In the Bible, Jonah manages to convert Nineveh but gets no reward except scorn. See,  he sets out to be a "prophet of doom" like the good lice-infested bearded ones of yore, and it so happens that the gullible people  (this time, what are the chances?) decide to change their wicked and fun ways and  dress in ashes and dung. Oh, goodie.  His whole life is a forced service to his gift and it brings him, personally,  no reward. He is the Bible's tragic clown. Job at least got back his camels when  God decided to wager on the strength of his faith with good ol' Satan.

Sure, there's a lot of worse fates than being a clown but what's the lesson here? That you should go along with your calling even if you know it is not going to be easy or even successful.  At least you'll be a LOT less tired from fighting against it.

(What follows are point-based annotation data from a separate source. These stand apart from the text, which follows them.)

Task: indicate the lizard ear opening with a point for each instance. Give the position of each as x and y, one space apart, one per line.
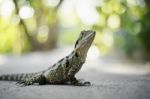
77 52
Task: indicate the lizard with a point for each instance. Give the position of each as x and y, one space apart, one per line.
62 72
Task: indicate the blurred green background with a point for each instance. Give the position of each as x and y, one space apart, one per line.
122 26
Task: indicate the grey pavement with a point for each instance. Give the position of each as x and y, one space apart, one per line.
111 79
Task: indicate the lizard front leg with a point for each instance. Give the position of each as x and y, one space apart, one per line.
76 82
35 79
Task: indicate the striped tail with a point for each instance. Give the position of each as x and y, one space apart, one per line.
16 77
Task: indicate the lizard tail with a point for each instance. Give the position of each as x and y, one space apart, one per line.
16 77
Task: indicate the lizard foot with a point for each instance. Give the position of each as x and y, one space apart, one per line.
25 82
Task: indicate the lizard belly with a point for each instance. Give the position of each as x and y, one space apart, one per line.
55 76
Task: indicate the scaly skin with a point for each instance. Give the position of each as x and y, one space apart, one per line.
63 72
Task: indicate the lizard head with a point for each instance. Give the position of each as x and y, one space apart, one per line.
84 42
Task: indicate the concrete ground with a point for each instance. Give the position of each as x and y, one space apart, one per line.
110 78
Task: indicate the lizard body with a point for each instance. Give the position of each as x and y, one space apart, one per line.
63 72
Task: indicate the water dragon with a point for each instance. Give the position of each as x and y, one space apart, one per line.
62 72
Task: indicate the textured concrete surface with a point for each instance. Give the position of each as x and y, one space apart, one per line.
110 79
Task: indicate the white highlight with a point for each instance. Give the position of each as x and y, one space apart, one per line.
26 12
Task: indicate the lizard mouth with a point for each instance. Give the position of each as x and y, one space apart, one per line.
87 41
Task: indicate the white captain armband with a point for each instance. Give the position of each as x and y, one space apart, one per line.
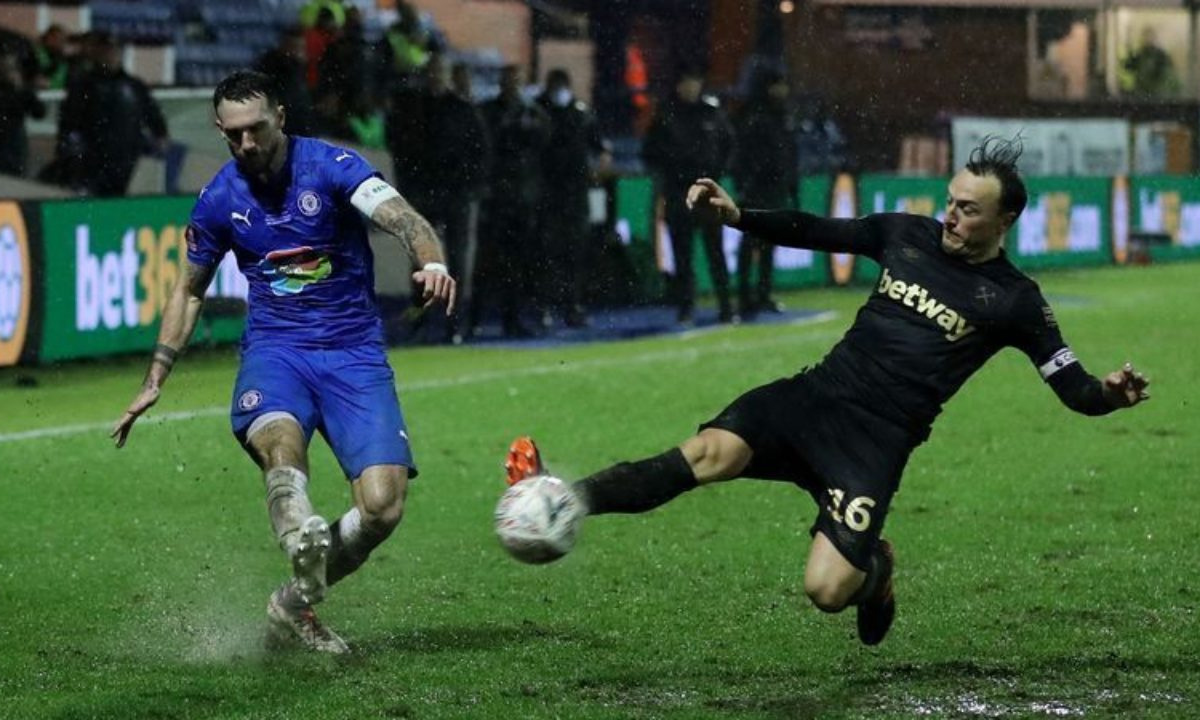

In other words, f***  it. Just paint, sculpt, dance or make balloon animals. It's what you are meant to do. Just do it any which way you want, with a job, without a job, with cancer, in the kitchen, with chalk or ink or piss.

St James Church, Crossroads, Haworth
Pendle Stained Glass Ltd. 1999

Many artists are firm God believers and I have seen first hand  the results of having an unwavering faith of some sort. I've met mostly Christians of several ilks, catholics,  mormons, etc... that set out to make a living in art at a young age and succeed with kids and wife in tow. I've also seen other artists inspired by other faiths including the much taunted "faith in oneself" (talk about tautologies, you are the one believing in it). The key word here is they do have "faith", a belief that cannot be faked when you are really gambling your career success on it. One has to respect this and I do envy it to a great degree.
Art and faith almost require the same strength of conviction against  a void. 

 To mention just a few artists informed by their faith : Daniel Keys, John Burton, Tony Pro, ,Jeremy Duncan,  Josh Clare and many many others.

 If you know many artists, you know "gift packages" are also indeed very rare. They do exist.  Artists that were born in artist families do better. Artists that found or worked with generous mentors do better, succeed earlier, spare themselves a lot of mistakes. Exposure to the business of art making  seems like a better route than any schooling. I am just guessing here and interpolating from many random observations. I am always surprised at the amount of artists that are sons and daughters of artists. Sure, a great number of  artists succeed despite having none of the above and even less advantages than others. Talent can break many barriers.